Teachers have derided the offer as “insulting,’’ contending it does not reflect the 4 percent negotiated raise they were denied this past school year and the 10 extra days they are being required to work this school year.
“We do not want a strike but apparently the Board does,’’ Lewis said.
In the next 10 days, Lewis urged, parents should call CPS officials and “put pressure on them to settle this.’’
In the event of a strike, CPS officials say, 11,000 student athletes would be left in the lurch. Games and practices would be canceled in the fall varsity sports of football, soccer, swimming, diving, cross country, golf, softball, tennis and volleyball
As a result, CPS officials sent a letter Thursday to the Illinois High School Association, asking that they be allowed to explore “an exception’’ to current bylaws that prohibit athletic teams from practicing during a strike. Some 90 percent of CPS coaches are CTU members, but teams can practice if they have properly credentialed coaches, the letter noted. The letter did not directly say the system wanted to use non-CTU members as coaches, but it did say “we would like to explore an exception that could allow our students to continue with Varsity sports in the event of a strike.’’
Also Thursday, CPS officials started reaching out to parents — through letters, text messages, robo-calls and in a “tele-town hall” meeting — to reassure them that their children will be fed, supervised and occupied in the event of a teachers strike.
The plan that could cost up to $25 million includes opening 145 schools between the hours of 8:30 a.m. and 12:30 p.m. in the event of a strike. The schools will be staffed by principals, assistant principals, central office employees, parent volunteers and other non-CTU staff.
Elementary and high school students will be housed in separate facilities, but all participating students will receive a cold breakfast and lunch “that meet USDA requirements,” officials said. Parents will be able to register their kids online.
A so-called “request-for-proposals” (RFP) due back Tuesday invites community groups, non-profits and other organizations to help “staff schools and provide non-instructional programming.” The request requires no more than 25 students for every staff member, a “security-to-student ratio” capped at 100 to 1 and that all supervisors staff be required to pass background checks.
“While academic instruction will not be provided [because it’s prohibited by law during a teachers strike], students will participate in positive activities to keep them engaged,” according to a CPS fact sheet distributed Thursday. “Examples include arts, sports, journaling, independent reading and writing, puzzles and computer-based programs.”
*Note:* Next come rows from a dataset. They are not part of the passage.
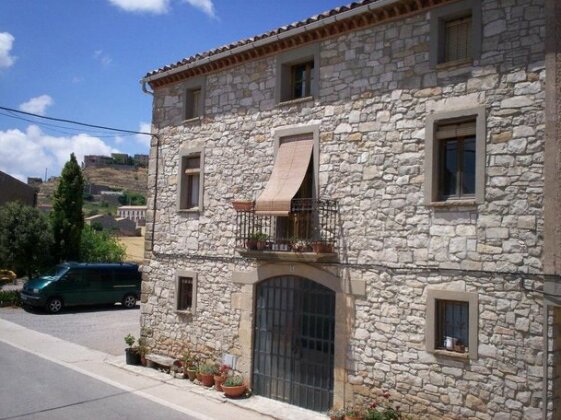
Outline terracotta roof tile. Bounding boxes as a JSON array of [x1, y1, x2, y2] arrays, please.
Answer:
[[144, 0, 380, 78]]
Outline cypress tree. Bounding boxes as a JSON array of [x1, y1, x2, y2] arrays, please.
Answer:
[[51, 153, 84, 261]]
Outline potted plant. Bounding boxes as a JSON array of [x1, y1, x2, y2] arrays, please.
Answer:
[[232, 200, 255, 211], [312, 240, 333, 254], [345, 408, 364, 420], [199, 363, 218, 386], [222, 375, 246, 398], [214, 364, 231, 392], [125, 333, 140, 365], [181, 351, 198, 382], [138, 338, 150, 366], [252, 232, 269, 251], [327, 408, 345, 420]]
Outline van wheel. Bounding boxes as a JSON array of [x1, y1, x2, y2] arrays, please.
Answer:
[[122, 295, 136, 309], [47, 298, 62, 314]]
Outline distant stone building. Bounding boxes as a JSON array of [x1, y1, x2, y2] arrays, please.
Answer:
[[84, 214, 140, 236], [0, 171, 37, 206], [117, 206, 146, 226], [141, 0, 561, 420]]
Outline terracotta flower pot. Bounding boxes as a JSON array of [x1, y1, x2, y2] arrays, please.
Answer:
[[200, 373, 214, 386], [222, 385, 245, 398], [184, 369, 197, 382], [214, 375, 226, 392]]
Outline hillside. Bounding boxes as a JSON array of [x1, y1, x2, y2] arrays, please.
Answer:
[[37, 167, 148, 205]]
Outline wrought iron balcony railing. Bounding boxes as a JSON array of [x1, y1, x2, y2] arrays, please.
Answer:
[[236, 198, 338, 254]]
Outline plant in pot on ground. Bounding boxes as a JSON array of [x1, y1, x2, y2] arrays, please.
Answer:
[[138, 338, 150, 366], [222, 375, 246, 398], [181, 350, 199, 382], [199, 363, 218, 386], [125, 333, 140, 365], [327, 408, 345, 420], [214, 364, 232, 392], [364, 391, 409, 420]]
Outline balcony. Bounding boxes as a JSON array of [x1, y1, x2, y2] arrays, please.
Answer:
[[236, 198, 339, 262]]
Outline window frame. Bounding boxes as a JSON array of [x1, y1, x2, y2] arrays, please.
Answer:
[[174, 270, 198, 315], [183, 76, 206, 122], [176, 148, 204, 213], [425, 289, 479, 360], [275, 44, 320, 104], [430, 0, 483, 67], [424, 106, 487, 205]]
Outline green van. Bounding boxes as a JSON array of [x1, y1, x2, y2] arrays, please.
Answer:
[[20, 263, 141, 314]]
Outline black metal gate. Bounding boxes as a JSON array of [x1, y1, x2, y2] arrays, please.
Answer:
[[253, 276, 335, 411]]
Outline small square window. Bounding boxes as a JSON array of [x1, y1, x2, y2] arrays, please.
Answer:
[[434, 300, 469, 353], [275, 44, 320, 103], [429, 0, 482, 67], [185, 87, 202, 120], [177, 277, 193, 311], [425, 289, 479, 359], [290, 61, 314, 99], [439, 15, 473, 63], [436, 121, 476, 200], [425, 107, 486, 206], [178, 152, 202, 210]]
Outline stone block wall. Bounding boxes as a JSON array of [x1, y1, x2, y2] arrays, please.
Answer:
[[141, 0, 545, 419]]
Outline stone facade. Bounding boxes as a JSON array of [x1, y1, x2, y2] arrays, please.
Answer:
[[141, 0, 561, 419]]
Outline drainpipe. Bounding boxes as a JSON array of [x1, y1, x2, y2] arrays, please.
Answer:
[[542, 299, 549, 420], [140, 80, 160, 252]]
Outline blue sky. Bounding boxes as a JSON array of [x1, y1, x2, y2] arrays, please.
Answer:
[[0, 0, 345, 180]]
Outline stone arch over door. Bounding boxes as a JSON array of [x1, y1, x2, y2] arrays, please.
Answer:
[[232, 262, 358, 412], [252, 275, 335, 411]]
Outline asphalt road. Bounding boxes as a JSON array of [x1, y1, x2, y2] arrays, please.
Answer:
[[0, 305, 140, 356], [0, 342, 191, 420]]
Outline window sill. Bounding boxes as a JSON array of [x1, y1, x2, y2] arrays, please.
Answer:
[[183, 117, 202, 125], [433, 350, 469, 361], [427, 199, 477, 208], [175, 309, 193, 315], [177, 207, 201, 213], [435, 58, 473, 70], [277, 96, 314, 107]]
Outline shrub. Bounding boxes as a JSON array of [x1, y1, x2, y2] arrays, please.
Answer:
[[0, 290, 22, 307]]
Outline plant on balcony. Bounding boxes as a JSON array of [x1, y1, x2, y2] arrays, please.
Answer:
[[232, 200, 255, 211], [249, 232, 269, 251], [312, 240, 333, 254]]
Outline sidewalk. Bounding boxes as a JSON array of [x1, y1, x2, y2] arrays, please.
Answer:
[[0, 319, 326, 420]]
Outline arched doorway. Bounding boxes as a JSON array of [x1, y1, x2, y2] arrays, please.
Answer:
[[252, 276, 335, 411]]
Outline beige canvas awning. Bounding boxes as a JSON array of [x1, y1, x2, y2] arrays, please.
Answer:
[[255, 139, 314, 216]]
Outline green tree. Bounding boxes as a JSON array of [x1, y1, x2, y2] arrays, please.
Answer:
[[0, 202, 53, 277], [51, 153, 84, 261], [80, 225, 125, 262]]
As many as 80 Chicago Park District summer camps could be extended to accommodate students and 79 public libraries could be opened to them.
The fact sheet does not list specific schools that would be open during a strike.
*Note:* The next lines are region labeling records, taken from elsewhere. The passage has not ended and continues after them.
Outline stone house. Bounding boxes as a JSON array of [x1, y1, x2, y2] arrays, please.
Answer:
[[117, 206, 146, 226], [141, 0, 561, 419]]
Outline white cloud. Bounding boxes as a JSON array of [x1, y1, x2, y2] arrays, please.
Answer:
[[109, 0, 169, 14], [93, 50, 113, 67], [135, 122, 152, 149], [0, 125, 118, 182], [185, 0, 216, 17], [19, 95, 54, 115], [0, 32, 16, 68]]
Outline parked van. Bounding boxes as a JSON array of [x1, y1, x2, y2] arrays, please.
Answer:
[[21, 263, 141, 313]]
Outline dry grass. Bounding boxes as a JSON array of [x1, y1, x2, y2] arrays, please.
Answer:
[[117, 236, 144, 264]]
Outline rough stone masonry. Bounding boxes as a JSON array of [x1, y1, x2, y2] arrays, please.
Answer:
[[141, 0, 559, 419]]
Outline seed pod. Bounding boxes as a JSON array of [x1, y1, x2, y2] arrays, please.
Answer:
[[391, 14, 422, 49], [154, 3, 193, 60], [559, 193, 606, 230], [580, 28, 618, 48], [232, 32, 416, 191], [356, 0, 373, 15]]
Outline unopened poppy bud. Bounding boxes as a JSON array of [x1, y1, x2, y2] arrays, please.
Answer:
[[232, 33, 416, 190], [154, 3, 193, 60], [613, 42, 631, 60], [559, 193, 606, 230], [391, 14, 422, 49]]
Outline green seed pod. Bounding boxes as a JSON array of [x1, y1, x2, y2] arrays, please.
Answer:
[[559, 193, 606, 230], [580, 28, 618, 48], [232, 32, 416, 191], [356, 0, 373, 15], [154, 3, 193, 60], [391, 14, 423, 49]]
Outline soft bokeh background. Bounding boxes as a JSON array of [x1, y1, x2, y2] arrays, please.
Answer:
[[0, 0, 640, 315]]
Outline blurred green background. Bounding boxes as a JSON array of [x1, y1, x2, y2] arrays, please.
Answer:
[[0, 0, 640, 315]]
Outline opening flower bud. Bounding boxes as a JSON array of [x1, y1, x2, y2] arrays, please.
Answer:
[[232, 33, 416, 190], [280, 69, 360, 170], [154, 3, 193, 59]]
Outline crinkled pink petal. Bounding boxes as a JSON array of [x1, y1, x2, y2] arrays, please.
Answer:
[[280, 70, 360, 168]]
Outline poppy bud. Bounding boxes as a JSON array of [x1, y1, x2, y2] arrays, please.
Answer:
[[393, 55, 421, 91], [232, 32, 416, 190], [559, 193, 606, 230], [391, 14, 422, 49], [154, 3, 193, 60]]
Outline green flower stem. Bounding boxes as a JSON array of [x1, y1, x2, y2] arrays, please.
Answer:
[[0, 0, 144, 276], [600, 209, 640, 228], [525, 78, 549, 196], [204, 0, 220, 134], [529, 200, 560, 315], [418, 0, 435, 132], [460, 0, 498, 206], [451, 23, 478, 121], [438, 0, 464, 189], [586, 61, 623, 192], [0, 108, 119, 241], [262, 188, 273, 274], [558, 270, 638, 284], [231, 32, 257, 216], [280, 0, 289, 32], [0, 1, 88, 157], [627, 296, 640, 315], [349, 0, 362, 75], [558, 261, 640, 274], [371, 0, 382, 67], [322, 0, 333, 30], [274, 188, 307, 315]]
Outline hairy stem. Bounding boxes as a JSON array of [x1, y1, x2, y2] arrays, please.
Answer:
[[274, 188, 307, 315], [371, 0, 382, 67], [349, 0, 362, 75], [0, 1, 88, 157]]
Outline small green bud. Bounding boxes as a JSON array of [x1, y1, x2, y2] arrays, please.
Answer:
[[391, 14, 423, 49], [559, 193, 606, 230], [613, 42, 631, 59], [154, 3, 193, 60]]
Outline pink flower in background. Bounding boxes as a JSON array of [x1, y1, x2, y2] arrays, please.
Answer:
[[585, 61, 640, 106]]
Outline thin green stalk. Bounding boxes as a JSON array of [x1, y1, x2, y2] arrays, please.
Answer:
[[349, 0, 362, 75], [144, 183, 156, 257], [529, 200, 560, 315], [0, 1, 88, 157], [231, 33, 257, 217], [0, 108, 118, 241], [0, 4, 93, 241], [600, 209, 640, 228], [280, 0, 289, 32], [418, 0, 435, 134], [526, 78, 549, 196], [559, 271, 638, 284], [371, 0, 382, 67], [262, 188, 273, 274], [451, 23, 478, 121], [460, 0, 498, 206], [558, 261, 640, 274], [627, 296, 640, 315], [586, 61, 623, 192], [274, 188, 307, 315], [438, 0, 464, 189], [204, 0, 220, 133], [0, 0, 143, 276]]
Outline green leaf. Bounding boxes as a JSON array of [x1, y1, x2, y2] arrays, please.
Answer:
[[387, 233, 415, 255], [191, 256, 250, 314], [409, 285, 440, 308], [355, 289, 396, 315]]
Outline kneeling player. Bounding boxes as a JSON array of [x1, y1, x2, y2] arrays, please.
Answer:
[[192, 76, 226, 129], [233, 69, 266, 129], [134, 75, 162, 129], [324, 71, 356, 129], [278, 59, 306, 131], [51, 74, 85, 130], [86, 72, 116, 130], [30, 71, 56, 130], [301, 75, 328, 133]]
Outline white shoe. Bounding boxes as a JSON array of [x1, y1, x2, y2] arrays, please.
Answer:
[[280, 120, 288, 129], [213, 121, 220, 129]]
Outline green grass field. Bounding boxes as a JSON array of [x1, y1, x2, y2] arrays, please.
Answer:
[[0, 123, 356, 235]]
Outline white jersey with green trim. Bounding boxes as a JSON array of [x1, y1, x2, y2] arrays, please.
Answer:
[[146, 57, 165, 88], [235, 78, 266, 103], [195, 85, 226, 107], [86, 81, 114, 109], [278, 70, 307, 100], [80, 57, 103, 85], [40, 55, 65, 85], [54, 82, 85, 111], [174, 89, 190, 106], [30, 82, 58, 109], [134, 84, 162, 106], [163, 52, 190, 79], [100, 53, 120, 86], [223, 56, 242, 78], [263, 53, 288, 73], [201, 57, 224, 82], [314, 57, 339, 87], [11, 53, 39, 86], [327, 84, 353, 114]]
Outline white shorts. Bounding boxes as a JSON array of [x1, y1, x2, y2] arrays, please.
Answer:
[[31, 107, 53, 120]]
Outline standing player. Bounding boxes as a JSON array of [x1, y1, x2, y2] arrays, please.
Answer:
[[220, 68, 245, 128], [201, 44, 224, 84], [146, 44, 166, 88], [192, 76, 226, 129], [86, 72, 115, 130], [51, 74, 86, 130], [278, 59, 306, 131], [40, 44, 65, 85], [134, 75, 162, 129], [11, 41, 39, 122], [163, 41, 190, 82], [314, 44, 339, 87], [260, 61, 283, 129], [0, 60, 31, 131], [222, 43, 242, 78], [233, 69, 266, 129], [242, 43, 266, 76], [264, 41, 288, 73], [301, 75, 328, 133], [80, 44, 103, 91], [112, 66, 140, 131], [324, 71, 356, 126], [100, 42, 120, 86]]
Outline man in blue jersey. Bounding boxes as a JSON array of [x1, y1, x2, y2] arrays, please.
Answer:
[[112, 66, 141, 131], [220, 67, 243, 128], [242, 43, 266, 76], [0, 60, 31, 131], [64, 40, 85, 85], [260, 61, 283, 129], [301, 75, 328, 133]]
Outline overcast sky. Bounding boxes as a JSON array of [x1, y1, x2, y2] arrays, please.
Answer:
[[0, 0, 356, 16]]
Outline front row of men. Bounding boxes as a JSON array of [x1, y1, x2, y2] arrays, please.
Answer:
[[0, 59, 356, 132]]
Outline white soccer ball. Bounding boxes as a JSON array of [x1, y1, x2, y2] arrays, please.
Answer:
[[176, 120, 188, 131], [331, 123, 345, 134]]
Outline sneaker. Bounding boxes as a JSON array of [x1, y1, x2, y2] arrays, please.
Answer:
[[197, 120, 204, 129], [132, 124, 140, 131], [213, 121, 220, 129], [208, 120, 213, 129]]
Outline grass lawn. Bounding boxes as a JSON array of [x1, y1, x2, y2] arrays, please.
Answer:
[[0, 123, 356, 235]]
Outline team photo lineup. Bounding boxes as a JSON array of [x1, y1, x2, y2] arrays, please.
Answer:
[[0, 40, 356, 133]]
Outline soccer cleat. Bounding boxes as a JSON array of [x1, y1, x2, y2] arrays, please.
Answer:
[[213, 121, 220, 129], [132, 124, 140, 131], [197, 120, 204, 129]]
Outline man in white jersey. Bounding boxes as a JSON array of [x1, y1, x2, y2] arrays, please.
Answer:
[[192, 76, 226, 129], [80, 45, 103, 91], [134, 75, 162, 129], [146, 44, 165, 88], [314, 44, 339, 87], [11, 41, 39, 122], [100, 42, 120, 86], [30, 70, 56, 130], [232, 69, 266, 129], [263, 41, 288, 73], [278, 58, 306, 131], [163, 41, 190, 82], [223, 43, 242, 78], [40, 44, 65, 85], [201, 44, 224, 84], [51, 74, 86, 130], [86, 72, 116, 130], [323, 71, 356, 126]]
It simply states that schools will be chosen based on size and location, “with preference given to those with strong leadership, air-conditioning, a gym and cafeteria, computer labs and proximity to public transportation.”
Without offering details, the fact sheet states that CPS is also working with the CTA and the Police and Fire Departments to “ensure safety and provide additional services.”
Among the other impacts of a strike: High school seniors who need to have their transcripts, ACT scores and teacher recommendations forwarded to colleges would see delays. Twenty-thousand high school juniors could miss practice tests for the ACT. And International Baccalaureate students could miss “key coursework needed to prepare for exams.”
In his letter to parents, guardians and caregivers, Brizard describes the contingency plan as “merely a precaution” and states, “We have every hope and expectation that we will not have to implement it.” However, he says, “We must be prepared.”
Lewis Thursday questioned the effort spent on the contingency plan.
“Instead of the board making contingency plans, they need to settle the problem,’’ she said.